Although the US was such a supportive environment for you, you returned to Vienna two years ago, why did you come back?
Yes, I am asked that quite often. (laughs) It’s simply the work environment and the opportunities as well as the very moderate living expenses here. That is something very special. I love the US despite the depressing political developments, which unfortunately exist all over the world and not only in the US. I could not have afforded to study in the US where the art sector is very elitist at the moment. In the American art scene there is no public funding, there are no public institutions that support art. That’s completely different in Austria, especially in Vienna. And it is quite remarkable that the Austrian educational system makes it possible for every student regardless of his or her social background to be able to study given enough willpower and effort.
The US apparently continues to exert a certain fascination on you. You spent time there in 2014, this time in Los Angeles. Since then one frequently discovers depictions of palm trees in your pictures. Is this a tribute to your temporary residency?

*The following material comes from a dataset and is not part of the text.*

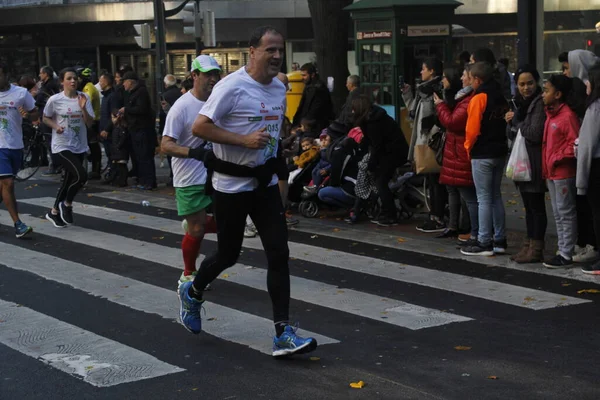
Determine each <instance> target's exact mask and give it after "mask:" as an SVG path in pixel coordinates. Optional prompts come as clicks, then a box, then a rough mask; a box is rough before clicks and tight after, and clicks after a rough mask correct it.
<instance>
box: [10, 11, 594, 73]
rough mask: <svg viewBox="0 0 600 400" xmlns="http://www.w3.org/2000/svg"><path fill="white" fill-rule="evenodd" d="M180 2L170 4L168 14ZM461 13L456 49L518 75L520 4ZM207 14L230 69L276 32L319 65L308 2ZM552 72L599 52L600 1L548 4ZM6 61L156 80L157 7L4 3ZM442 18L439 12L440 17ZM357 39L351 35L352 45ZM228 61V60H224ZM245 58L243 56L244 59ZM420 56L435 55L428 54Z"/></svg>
mask: <svg viewBox="0 0 600 400" xmlns="http://www.w3.org/2000/svg"><path fill="white" fill-rule="evenodd" d="M179 3H180V2H179V1H166V2H165V5H166V9H171V8H174V7H176V6H177V5H178V4H179ZM462 3H463V5H462V6H460V7H459V8H458V9H457V10H456V16H455V18H456V20H455V25H454V34H453V37H454V39H453V44H454V49H455V51H456V54H458V53H459V52H460V51H462V50H463V49H466V50H474V49H475V48H478V47H491V48H492V49H493V50H494V52H495V53H496V54H497V55H498V56H501V57H507V58H508V59H509V60H510V61H511V67H512V68H513V69H514V68H515V67H516V48H517V46H516V44H517V32H516V31H517V0H462ZM200 7H201V9H209V10H212V11H214V12H215V16H216V33H217V50H219V49H221V50H223V49H233V50H232V52H231V53H232V54H229V53H227V52H224V51H216V52H215V53H218V54H220V57H222V59H220V60H219V61H220V62H221V63H222V64H223V65H224V67H225V68H226V69H235V68H236V67H239V66H240V65H243V64H244V63H245V57H246V56H245V54H244V51H243V49H245V48H246V47H247V45H246V43H247V40H248V37H249V35H250V32H251V31H252V29H253V28H254V27H256V26H259V25H264V24H269V25H273V26H275V27H277V28H278V29H279V30H281V32H282V33H283V34H284V35H285V37H286V38H287V48H286V53H287V60H286V64H287V66H288V68H289V66H290V65H291V63H292V62H299V63H301V64H302V63H304V62H307V61H312V60H313V59H314V54H313V53H312V51H311V50H312V38H313V32H312V23H311V20H310V13H309V9H308V4H307V1H306V0H210V1H208V0H206V1H205V0H203V1H201V3H200ZM544 7H545V9H544V11H545V13H544V19H545V25H544V28H545V35H544V54H545V55H544V71H546V72H548V73H549V72H551V71H556V70H558V69H559V64H558V60H557V56H558V54H559V53H560V52H561V51H566V50H571V49H576V48H587V47H589V48H591V49H594V48H595V46H596V42H597V34H596V31H595V28H594V27H595V24H596V23H597V22H598V21H600V11H599V10H600V1H599V0H545V2H544ZM0 9H1V12H0V58H1V59H3V60H4V61H8V62H9V64H10V65H11V67H12V68H13V75H21V74H34V75H37V71H38V69H39V67H40V66H41V65H45V64H49V65H52V66H53V67H55V68H56V69H59V68H62V67H64V66H70V65H77V64H78V65H85V66H88V65H93V66H94V67H95V68H97V69H108V70H114V69H115V68H116V67H117V66H119V65H121V64H131V65H132V66H133V67H134V68H135V69H136V70H137V71H138V72H139V73H140V75H141V76H142V77H145V78H149V81H152V79H151V77H152V76H153V74H154V72H153V68H154V61H153V52H152V51H147V50H142V49H140V48H139V47H137V46H136V44H135V41H134V35H135V31H134V29H133V24H134V23H143V22H151V21H152V20H153V18H154V17H153V3H152V1H139V0H137V1H134V0H104V1H101V0H0ZM432 12H434V10H432ZM166 30H167V43H168V53H169V56H168V60H167V64H168V70H169V71H170V72H173V73H175V74H176V75H177V76H179V77H183V76H184V75H185V74H186V73H187V68H188V65H189V60H190V58H191V57H192V56H193V55H194V40H193V38H192V37H191V36H187V35H184V34H183V22H182V14H181V13H180V14H178V15H176V16H174V17H171V18H169V19H168V20H167V22H166ZM351 37H352V32H349V43H350V44H351V46H353V40H351ZM225 53H227V54H228V55H223V54H225ZM236 54H237V55H236ZM420 55H422V56H425V55H427V49H422V50H421V52H420ZM348 60H349V65H350V71H351V72H356V66H355V61H354V53H353V51H352V48H351V51H350V52H349V54H348Z"/></svg>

Exactly. In 2014, I was invited to participate in an artist-in-residency program at MAK in Los Angeles as a scholarship holder of MAK [Center for Art and Architecture] Schindler Scholarship. I noticed the mobile phone and transmitter masts, which were camouflaged as palms to blend into the cityscape. These Palm Tree Antennas are almost invisible, but omnipresent. I took much interest in them, because they represented a continuation of the topic I had been concentrating on so much during the past few years. In the meantime, an artist book has emerged from this intensive preoccupation with these Palm Tree Antennas; the book is distributed by Printed Matter in New York.
A location without mobile phone network would be impossible to find here in Austria, wouldn’t it?
Oh yes, it does exist: in Klausen-Leopoldsdorf! (laughs) That’s precisely the question that I’ve asked myself while I was working on my diploma thesis. Forty kilometers outside of Vienna I found it with the help of a coverage map of A1 I –a small forest section near a village of 1,400 inhabitants where you could in fact stand in a “zero data zone”, because one is exactly between the range of two radio masts.
Have you become more careful about how you’re using your personal data in the net?
Yes, I think so. It is a fact that at the moment when you are using a new App or a Social Media network you have to involve yourself in a deal concerning your data. It is almost impossible to avoid that, for without sharing data you don’t get through the door. Therefore I am probably more conscious about my use of data, nevertheless I cannot free myself from it.
What projects are you on to next?
A book of mine which focuses on the Data Drawings will be published by Verlag für moderne Kunst. The book spans an arc from the recent drawings to the early visualizations of my measurements from the time in New York. It contains texts by Marlies Wirth, Joseph Becker, and Sébastien Pluot and is entitled The way you moved through me after a quote by the artist Laurie Anderson. The title has been kept deliberately vague to leave space for interpretation. It could for example be interpreted erotically or to refer to the invisible frequencies with which we are pervaded at every moment. The readers of my book can come to their own conclusion.